If necessary, install the Mosaic package.

install.packages("mosaic")
## Installing package into '/home/rstudio-user/R/x86_64-pc-linux-gnu-library/4.0'
## (as 'lib' is unspecified)

We are going to follow Example 3 from Section 10.3A.

The “fun size” of a Snickers bar is supposed to weigh 20 grams. Because the penalty for selling candy bars under their advertised weight is severe, the manufacturer calibrates the machine so that the mean weight is 20.1 grams. The quality-control engineer at M&M-Mars, the Snickers manufacturer, is concerned about the calibration. He obtains a random sample of 11 candy bars, weighs them, and obtains the data shown. Should the machine be shut down and calibrated?
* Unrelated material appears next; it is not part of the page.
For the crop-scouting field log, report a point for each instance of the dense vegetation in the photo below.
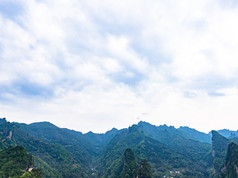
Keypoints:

weight <- c(19.68, 20.66, 19.56, 21.5, 19.98, 20.65, 19.61, 19.74, 20.55, 20.36, 21.02)
Table1 <- data.frame("weight"=weight)
library(mosaic)
mean(~weight,data=Table1)
## [1] 20.30091

We are testing the following hypotheses:

\(H_0:\mu = 20.1\) grams
\(H_1:\mu \neq 20.1\) grams

The sample mean weight of the candy bars is 20.301 grams. To construct a null model, adjust the sample data so it is consistent with the statement in the null hypothesis. Namely, the data must have a mean equal to 20.1 grams. This can be accomplished by subtracting 0.201 gram (= 20.301 - 20.12) from each observation.

adj_weight <- c(19.479, 20.459, 19.359, 21.299, 19.779, 20.449, 19.409, 19.539, 20.349, 20.159, 20.819)
Table2 <- data.frame("adj_weight" =adj_weight) 
head(Table2,n=3)
##   adj_weight
## 1     19.479
## 2     20.459
## 3     19.359

Now, let’s find 2000 resamples and display the first four bootstrap means.

set.seed(12)      #Use the same seed to get these results
bootstrap <- do(2000)*mean(~adj_weight,data=resample(Table2))  #Find 2000 bootstrap means
head(bootstrap,n=4)
##       mean
## 1 20.08627
## 2 20.15900
## 3 20.44900
## 4 19.92809

Now, find the proportion of bootstrap means that are at least 0.201 gram from the mean of 20.1. That is, the proportion of bootstrap means that are less than 19.899 grams or greater than 20.301 grams.

prop(~(mean <= 19.899),data=bootstrap)+prop(~(mean >= 20.301),data=bootstrap)
## prop_TRUE 
##     0.272

The estimated P-value is 0.272.

t.test(~weight,data=Table1,mu=20.1,alternative="two.sided")
## 
##  One Sample t-test
## 
## data:  weight
## t = 1.0406, df = 10, p-value = 0.3226
## alternative hypothesis: true mean is not equal to 20.1
## 95 percent confidence interval:
##  19.87071 20.73111
## sample estimates:
## mean of x 
##  20.30091

The P-value using Student’s t-distribution is 0.323.